Click here to go to our main page on Gysel power dividers

Click here to see a three-way rat race (Gysel) planar power divider **(new for October 2017)**

**New for August 2016!**

This page was created from content submitted by Richard from the Down Under, who has helped us out in the past. What if you wanted to make an unequal-split Gysel power divider? What are the constraints?

Below is a the simplest schematic of a four-way Gysel, where we have parameterized the left and right transmission line sections so that they can have unequal impedances. The middle sections are all the same (more about that later). Even though this is a four-way (five-port) circuit, anyone with the slightest math skills could scale it to three-way and four-way, so don't say we misled you with the title of this page referring to "N-way"...

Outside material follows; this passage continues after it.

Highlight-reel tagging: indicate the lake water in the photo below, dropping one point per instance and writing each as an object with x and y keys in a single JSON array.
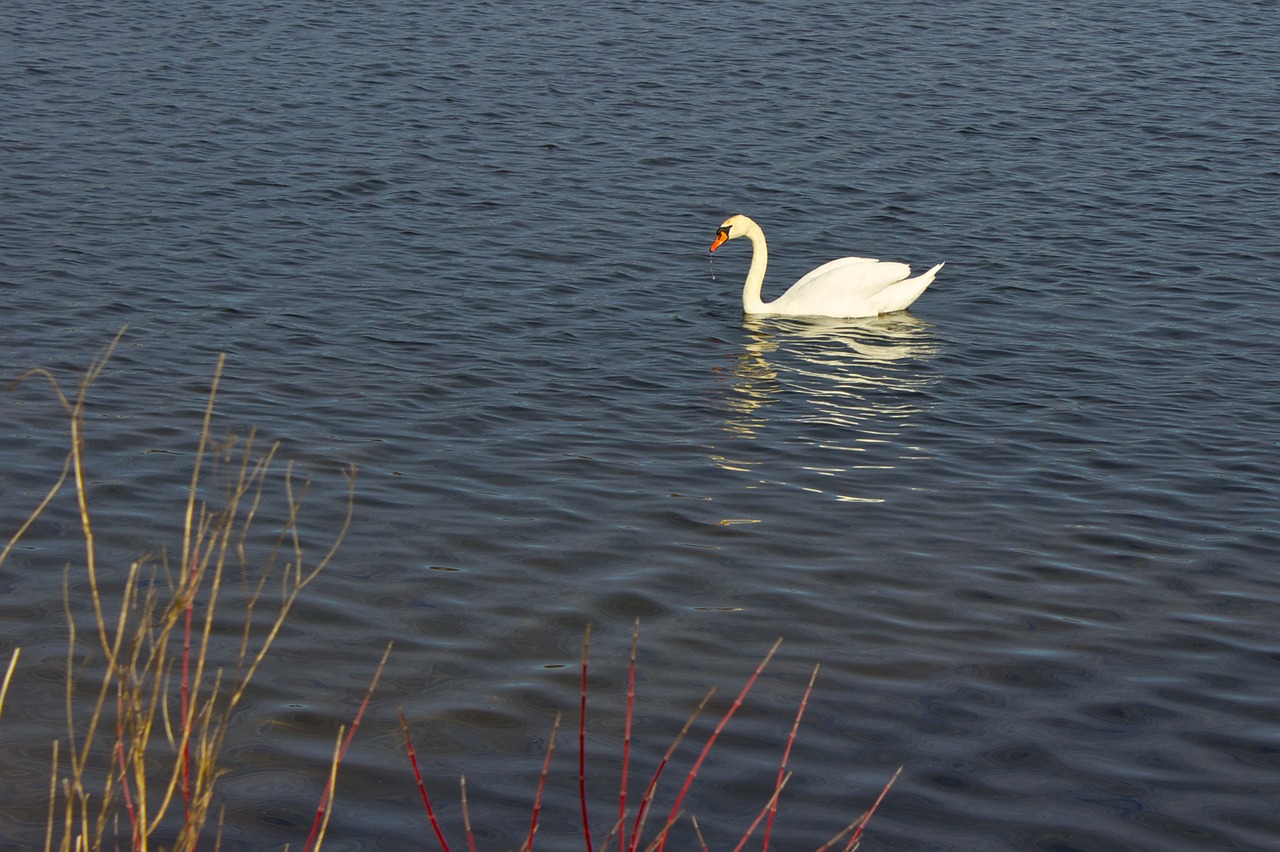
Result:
[{"x": 1028, "y": 528}]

Somewhere below are equations to set up the twelve section impedances. The "ratios" are the power from the common port to each divider port. Needless to say, the four fractions have to add up to unity, or the math falls apart. There are many ways to specify the power at each port, you could come up with equations where you specify the dB differences between three of the ports to a reference port. Knock yourself out!

Z0 was chosen as 50 ohms but we left it in the equations so you could design in different impedances. ZT is the termination impedances and is a degree of freedom; we chose 100 ohms; it will affect the bandwidth of some parameters so be sure to try different values.

The Z11, Z12, Z13 and Z14 impedances are functions of the power fraction to each port.

The four Z2 impedance segments depends only on your choice of ZT termination impedance. As shown, all the split ports will be matched.

Impedances Z31, Z32, Z33 and Z34 are also a degree of freedom. We set them all to a fraction of Z0 we called ZF. Typically low impedances are used in these legs, on our case they are 25 ohms.

Now let's look at the predicted performance. First we will look at the loss. Port 2 indeed has 1/2 the power at the combined port, or -3.01 dB. Port 2 has 1/4 the power (-6.02 dB), port 3 has 3/16 (-7.27 dB) and port 4 has 1/16 of the power (-12.04 dB), go ahead and convert the decibel values to verify that if you are skeptical. Fidete, sed verificate!

Below are the return losses, perfect at the center frequency.

And here are four of the isolations, also perfect at center frequency. Note that there are are really six terms, as S13 and S42 will be different. Don't be lazy like us, plot them yourself.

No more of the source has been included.